Vasco Grilo @ 2023-06-10T19:20 (+4)

Thanks for that story!

I'm skeptical a randomly drawn AI will meet the same requirements for that to happen to them.

I think 100 % alignement with human values would be better than random values, but superintelligent AI would presumably be trained on human data, so it would be aligned with human values somewhat. I also wonder about the extent to which the values of the superintelligent AI could change, hopefully for the better (as human values have).

rime @ 2023-06-10T19:46 (+3)

I also have specific just-so stories for why human values have changed for "moral circle expansion" over time, and I'm not optimistic that process will continue indefinitely unless intervened on.

Anyway, these are important questions!

EdoArad @ 2023-06-10T14:39 (+4)

The first couple of paragraphs made me think that you consider the claim "SAI will be good by default", rather than "our goal should be to install good values in our SAI rather than to focus on aligning it with human values (which may be less good)". Is this a good reformulation of the question?

Vasco Grilo @ 2023-06-10T14:49 (+2)

Thanks for the comment, Edo!

I guess the rise of humans has been good to the universe, but disempowered other animal species. So my intuition points towards SAI being good to the universe, even if it disempowers humans by default. However, I do not really know.

dr_s @ 2023-11-23T19:11 (+3)

good to the universe

Good in what sense? I don't really buy the moral realist perspective - I don't see where could this "real morality" possibly come from. But on top of that, I think we all agree that disempowerment, genocide, slavery, etc. are bad; we also frown upon our own disempowerment of non-human animals. So there are two options:

either the "real morality" is completely different and alien from the morality we humans currently tend to aspire to as an ideal (at least in this corner of the world and of the internet), or
a SAI that would disempower us despite being vastly more smart and capable and having no need to would be pretty evil.

If it's 1, then I'm even more curious to know what this real morality is, why should I care, or why would the SAI understand it while we seem to be drifting further away from it. And if it's 2, then obviously unleashing an evil SAI on the universe is a horrible thing to do, not just for us, but for everyone else in our future light cone. Either way, I don't see a path to "maybe we should let SAI disempower us because it's the greater good". Any sufficiently nice SAI would understand well enough we don't want to be disempowered.

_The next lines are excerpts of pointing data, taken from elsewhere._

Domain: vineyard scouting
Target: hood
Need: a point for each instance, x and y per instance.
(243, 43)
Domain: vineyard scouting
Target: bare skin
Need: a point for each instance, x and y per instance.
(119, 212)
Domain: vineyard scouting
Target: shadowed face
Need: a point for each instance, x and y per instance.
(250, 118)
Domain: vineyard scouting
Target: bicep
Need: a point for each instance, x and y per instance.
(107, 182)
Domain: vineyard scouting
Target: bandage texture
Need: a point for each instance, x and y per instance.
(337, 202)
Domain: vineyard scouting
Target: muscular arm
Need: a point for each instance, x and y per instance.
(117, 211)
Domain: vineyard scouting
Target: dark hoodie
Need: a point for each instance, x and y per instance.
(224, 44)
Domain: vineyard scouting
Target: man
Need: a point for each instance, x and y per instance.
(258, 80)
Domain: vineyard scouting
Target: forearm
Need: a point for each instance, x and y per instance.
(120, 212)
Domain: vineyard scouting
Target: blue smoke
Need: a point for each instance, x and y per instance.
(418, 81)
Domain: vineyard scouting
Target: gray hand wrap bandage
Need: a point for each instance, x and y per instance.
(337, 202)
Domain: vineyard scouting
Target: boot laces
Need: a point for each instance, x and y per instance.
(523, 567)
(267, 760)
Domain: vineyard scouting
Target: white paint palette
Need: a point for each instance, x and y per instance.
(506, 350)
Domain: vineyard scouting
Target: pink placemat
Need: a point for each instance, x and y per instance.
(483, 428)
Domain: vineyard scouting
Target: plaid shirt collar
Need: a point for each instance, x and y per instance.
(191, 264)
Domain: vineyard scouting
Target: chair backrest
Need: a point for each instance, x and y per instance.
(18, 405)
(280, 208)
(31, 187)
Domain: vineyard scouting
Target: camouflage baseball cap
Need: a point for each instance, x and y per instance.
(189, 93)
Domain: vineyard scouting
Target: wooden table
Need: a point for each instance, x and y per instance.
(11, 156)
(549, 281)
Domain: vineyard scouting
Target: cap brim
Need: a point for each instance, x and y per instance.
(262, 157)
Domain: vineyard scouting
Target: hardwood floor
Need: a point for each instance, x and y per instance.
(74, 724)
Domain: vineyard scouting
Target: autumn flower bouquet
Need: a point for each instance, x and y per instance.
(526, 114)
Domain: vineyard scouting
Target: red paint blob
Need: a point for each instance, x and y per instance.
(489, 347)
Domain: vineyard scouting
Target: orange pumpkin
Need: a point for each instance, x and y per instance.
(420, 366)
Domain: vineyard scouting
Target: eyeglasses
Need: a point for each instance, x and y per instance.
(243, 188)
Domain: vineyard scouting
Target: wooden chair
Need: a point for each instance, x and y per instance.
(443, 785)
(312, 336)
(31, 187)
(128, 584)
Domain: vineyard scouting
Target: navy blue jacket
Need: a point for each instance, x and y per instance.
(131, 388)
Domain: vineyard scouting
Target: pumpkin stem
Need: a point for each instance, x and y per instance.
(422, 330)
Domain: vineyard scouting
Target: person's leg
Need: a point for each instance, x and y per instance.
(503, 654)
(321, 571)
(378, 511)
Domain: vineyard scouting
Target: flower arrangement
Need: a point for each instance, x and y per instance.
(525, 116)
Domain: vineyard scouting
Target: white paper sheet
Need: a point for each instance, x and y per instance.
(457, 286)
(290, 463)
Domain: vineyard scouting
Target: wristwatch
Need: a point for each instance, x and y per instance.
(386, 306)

Vasco Grilo @ 2024-01-14T16:02 (+2)

From Nate Soares' post Cosmopolitan values don't come free:

Short version: if the future is filled with weird artificial and/or alien minds having their own sort of fun in weird ways that I might struggle to understand with my puny meat-brain, then I'd consider that a win. When I say that I expect AI to destroy everything we value, I'm not saying that the future is only bright if humans-in-particular are doing human-specific things. I'm saying that I expect AIs to make the future bleak and desolate, and lacking in fun or wonder of any sort^[1].

Vasco Grilo @ 2023-06-19T09:38 (+2)

Paul Christiano discussed the value of unaligned AI on The 80,000 Hours Podcast (in October 2018). Pretty interesting!